Department of Medicine, University of Tennessee Health Science Center, Memphis, TN 38163, United States.
Department of Medicine, University of Tennessee Health Science Center, Memphis, TN 38163, United States; Microbiology-Immunology-Biochemistry, University of Tennessee Health Science Center, Memphis, TN 38163, United States; Research Service, Veterans Affairs Medical Center, Memphis, TN 38104, United States.
Clin Immunol. 2018 Jul;192:50-57. doi: 10.1016/j.clim.2018.04.007. Epub 2018 Apr 16.
The aim of this study was to understand how Syk affects peripheral T cell function. T cells from Syk chimeric mice and DR1 Syk CD4 conditional mice gave strong CD3-induced Th1, Th2, and Th17 cytokine responses. However, an altered peptide ligand (APL) of human CII (256-276) with two substitutions (F263N, E266D), also called A12, elicited only Th2 cytokine responses from Syk T cells but not SykCD4 T cells. Western blots revealed a marked increase in the phosphorylation of Syk, JNK and p38 upon A12/DR1 activation in WT or Syk T cells but not in SykCD4 cells. We demonstrate that Syk is required for the APL- induction of suppressive cytokines. Chemical Syk inhibitors blocked activation of GATA-3 by peptide A12/DR1. In conclusion, this study provides novel insights into the role that Syk plays in directing T cell activity, and may shape therapeutic approaches for autoimmune diseases.

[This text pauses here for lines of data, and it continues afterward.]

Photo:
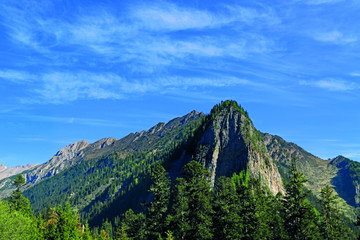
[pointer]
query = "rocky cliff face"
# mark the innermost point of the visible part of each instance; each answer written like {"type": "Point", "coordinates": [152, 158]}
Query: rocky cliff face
{"type": "Point", "coordinates": [7, 172]}
{"type": "Point", "coordinates": [60, 161]}
{"type": "Point", "coordinates": [231, 144]}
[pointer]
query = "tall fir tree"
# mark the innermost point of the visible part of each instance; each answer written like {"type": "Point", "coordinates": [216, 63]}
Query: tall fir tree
{"type": "Point", "coordinates": [331, 225]}
{"type": "Point", "coordinates": [192, 215]}
{"type": "Point", "coordinates": [158, 207]}
{"type": "Point", "coordinates": [17, 199]}
{"type": "Point", "coordinates": [300, 215]}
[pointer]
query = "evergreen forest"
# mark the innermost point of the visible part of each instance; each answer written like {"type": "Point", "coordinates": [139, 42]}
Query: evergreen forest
{"type": "Point", "coordinates": [237, 207]}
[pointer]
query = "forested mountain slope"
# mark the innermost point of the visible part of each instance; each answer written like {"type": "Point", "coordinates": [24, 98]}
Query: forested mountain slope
{"type": "Point", "coordinates": [104, 179]}
{"type": "Point", "coordinates": [341, 173]}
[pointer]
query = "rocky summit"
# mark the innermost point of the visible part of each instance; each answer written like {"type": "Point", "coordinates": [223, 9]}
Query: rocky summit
{"type": "Point", "coordinates": [114, 173]}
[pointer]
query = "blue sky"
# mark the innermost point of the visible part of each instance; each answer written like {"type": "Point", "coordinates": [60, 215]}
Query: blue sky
{"type": "Point", "coordinates": [73, 70]}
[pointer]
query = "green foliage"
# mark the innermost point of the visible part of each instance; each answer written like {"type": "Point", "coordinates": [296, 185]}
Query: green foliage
{"type": "Point", "coordinates": [62, 223]}
{"type": "Point", "coordinates": [133, 225]}
{"type": "Point", "coordinates": [331, 225]}
{"type": "Point", "coordinates": [192, 210]}
{"type": "Point", "coordinates": [157, 208]}
{"type": "Point", "coordinates": [14, 224]}
{"type": "Point", "coordinates": [300, 215]}
{"type": "Point", "coordinates": [96, 186]}
{"type": "Point", "coordinates": [19, 202]}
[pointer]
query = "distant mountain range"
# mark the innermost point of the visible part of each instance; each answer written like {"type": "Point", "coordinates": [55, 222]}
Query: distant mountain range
{"type": "Point", "coordinates": [105, 178]}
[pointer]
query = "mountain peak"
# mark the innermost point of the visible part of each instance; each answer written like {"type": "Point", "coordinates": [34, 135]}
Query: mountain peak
{"type": "Point", "coordinates": [227, 106]}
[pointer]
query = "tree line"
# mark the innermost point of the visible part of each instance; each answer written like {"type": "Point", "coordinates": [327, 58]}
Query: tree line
{"type": "Point", "coordinates": [235, 208]}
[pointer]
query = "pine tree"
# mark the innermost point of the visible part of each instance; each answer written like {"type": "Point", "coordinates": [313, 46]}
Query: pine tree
{"type": "Point", "coordinates": [331, 225]}
{"type": "Point", "coordinates": [227, 221]}
{"type": "Point", "coordinates": [133, 225]}
{"type": "Point", "coordinates": [192, 208]}
{"type": "Point", "coordinates": [158, 207]}
{"type": "Point", "coordinates": [300, 216]}
{"type": "Point", "coordinates": [19, 202]}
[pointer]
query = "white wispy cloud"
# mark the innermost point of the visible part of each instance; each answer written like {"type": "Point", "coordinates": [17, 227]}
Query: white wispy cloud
{"type": "Point", "coordinates": [318, 2]}
{"type": "Point", "coordinates": [131, 37]}
{"type": "Point", "coordinates": [170, 17]}
{"type": "Point", "coordinates": [331, 84]}
{"type": "Point", "coordinates": [16, 76]}
{"type": "Point", "coordinates": [334, 36]}
{"type": "Point", "coordinates": [355, 74]}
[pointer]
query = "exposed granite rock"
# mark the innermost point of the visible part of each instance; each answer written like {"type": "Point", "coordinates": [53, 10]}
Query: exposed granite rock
{"type": "Point", "coordinates": [7, 172]}
{"type": "Point", "coordinates": [231, 144]}
{"type": "Point", "coordinates": [63, 159]}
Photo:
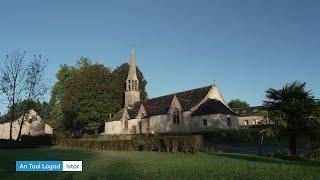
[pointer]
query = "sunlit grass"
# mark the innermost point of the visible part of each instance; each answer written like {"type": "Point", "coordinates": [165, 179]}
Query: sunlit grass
{"type": "Point", "coordinates": [154, 165]}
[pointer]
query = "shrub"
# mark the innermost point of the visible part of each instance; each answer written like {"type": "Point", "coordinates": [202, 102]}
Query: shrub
{"type": "Point", "coordinates": [192, 144]}
{"type": "Point", "coordinates": [119, 145]}
{"type": "Point", "coordinates": [39, 140]}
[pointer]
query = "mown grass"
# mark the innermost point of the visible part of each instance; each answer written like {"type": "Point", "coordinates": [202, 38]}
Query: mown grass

本研究旨在了解 Syk 如何影响外周 T 细胞功能。Syk 嵌合小鼠和 DR1 Syk CD4 条件性敲除小鼠的 T 细胞产生了强烈的 CD3 诱导的 Th1、Th2 和 Th17 细胞因子反应。然而,一种人 CII(256-276)的变构肽配体(APL),具有两个取代(F263N、E266D),也称为 A12,仅从 Syk T 细胞而非 SykCD4 T 细胞中诱导出 Th2 细胞因子反应。Western blot 显示,在 WT 或 Syk T 细胞中,A12/DR1 激活后,Syk、JNK 和 p38 的磷酸化明显增加,但在 SykCD4 细胞中则没有。我们证明 Syk 是 APL 诱导抑制性细胞因子所必需的。化学 Syk 抑制剂阻断了肽 A12/DR1 对 GATA-3 的激活。总之,本研究为 Syk 在指导 T 细胞活性方面的作用提供了新的见解,并可能为自身免疫性疾病的治疗方法提供指导。